Crunch allows any entry in a column to be either a valid value or a missing code. Regardless of the class, missing codes are represented in the interface as an object with a single “?” key mapped to a single missing integer code. For example, a segment of [4.56, 9.23, {“?”: -1}] includes 2 valid values and 1 missing value.
For non-categorical variables, the missing codes map to a reason phrase via this “missing reasons” type member. Users may define their own missing reasons.
The “No Data” missing reason (whatever its code) will be used for default values when appending partial rows or collapsing timeseries data. All non-categorical variables must have a “No Data” missing reason; the Crunch system will add one if not supplied.

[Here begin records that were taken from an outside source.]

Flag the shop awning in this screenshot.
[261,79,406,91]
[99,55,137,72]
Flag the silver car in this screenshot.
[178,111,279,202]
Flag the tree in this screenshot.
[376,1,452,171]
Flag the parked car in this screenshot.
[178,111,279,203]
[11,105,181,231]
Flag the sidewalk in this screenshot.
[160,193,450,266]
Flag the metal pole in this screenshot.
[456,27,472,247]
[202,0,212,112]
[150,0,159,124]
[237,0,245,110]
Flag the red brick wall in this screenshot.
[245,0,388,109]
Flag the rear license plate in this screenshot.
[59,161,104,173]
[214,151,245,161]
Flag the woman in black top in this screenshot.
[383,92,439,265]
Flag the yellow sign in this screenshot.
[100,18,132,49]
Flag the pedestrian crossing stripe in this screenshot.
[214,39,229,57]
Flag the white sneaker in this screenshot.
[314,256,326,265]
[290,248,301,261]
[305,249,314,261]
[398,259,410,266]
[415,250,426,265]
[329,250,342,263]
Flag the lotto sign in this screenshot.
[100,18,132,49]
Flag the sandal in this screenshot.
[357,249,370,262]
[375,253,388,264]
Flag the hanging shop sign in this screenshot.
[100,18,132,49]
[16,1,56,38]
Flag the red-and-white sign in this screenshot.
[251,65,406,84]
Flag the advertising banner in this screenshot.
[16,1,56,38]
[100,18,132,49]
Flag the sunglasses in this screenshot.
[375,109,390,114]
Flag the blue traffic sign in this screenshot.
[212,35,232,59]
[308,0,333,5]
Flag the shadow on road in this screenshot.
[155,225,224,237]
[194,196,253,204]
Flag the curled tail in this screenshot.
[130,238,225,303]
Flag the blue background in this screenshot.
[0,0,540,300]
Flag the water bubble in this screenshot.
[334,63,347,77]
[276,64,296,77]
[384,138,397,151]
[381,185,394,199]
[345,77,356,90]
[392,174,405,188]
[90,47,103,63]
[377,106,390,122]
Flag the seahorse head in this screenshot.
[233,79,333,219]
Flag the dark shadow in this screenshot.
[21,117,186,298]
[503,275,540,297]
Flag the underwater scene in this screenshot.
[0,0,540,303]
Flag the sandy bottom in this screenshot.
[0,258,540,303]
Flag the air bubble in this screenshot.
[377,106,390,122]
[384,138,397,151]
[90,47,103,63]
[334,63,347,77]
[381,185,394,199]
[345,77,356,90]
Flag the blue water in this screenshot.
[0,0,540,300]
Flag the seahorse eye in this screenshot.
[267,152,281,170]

In the above example, the code of -1 would be looked up in a missing reasons map such as:
{
"missing reasons": {
"No Data": -1,
"type mismatch": -2,
"my backup was corrupted": 1
}
}
Categorical variables do not require a missing_reasons object because the categories array contains the information about missingness.
Values
When creating a new variable, one can also include a “values” member that contains the data column corresponding to the variable metadata. See Importing Data: Column-by-column. This subsection outlines how the various variable types have their values formatted both when one supplies values to add to the dataset and when one requests values from a dataset.
Text
Text values are an array of quoted strings. Missing values are indicated as {"?": <integer>}, as discussed above, and all integer missing value codes must be defined in the “missing_reasons” object of the variable’s metadata.
Numeric
A “numeric” value will always be e.g. 500 (a number, without quotes) in the JSON request and response messages, not “500” (a string, with quotes). Missing values are handled as with text variables.
Categorical
Insert an array of integers that correspond to the ids of the variable’s categories. Only integers found in the category ids are allowed. That is, you cannot insert values for which there is no category metadata. It is, however, permitted to have categories defined for which there are no values.
Datetime
Datetime input and output are in ISO-8601 formatted strings.
resolution
Datetime variables must have a resolution string that indicates the unit size of the datetime data. Valid values include “Y”, “M”, “D”, “h”, “m”, “s”, and “ms”. Every datetime variable must have a resolution.
Arrays
Crunch supports array type variables, which contain an array of subvariables. “Multiple response” and “Categorical array” are both arrays of categorical subvariables. Subvariables do not exist as independent variables; they are exposed as “virtual” variables in some places, and can be analyzed independently, but they do not have their own type or categories.
Arrays are currently always categorical, so they send and receive data in the same format: category ids. The only difference is that regular categorical variables send and receive one id per row, where arrays send and receive a list of ids (of equal length to the number of subvariables in the array).
Variables
A complete Variable, then, is simply a Definition combined with its data array.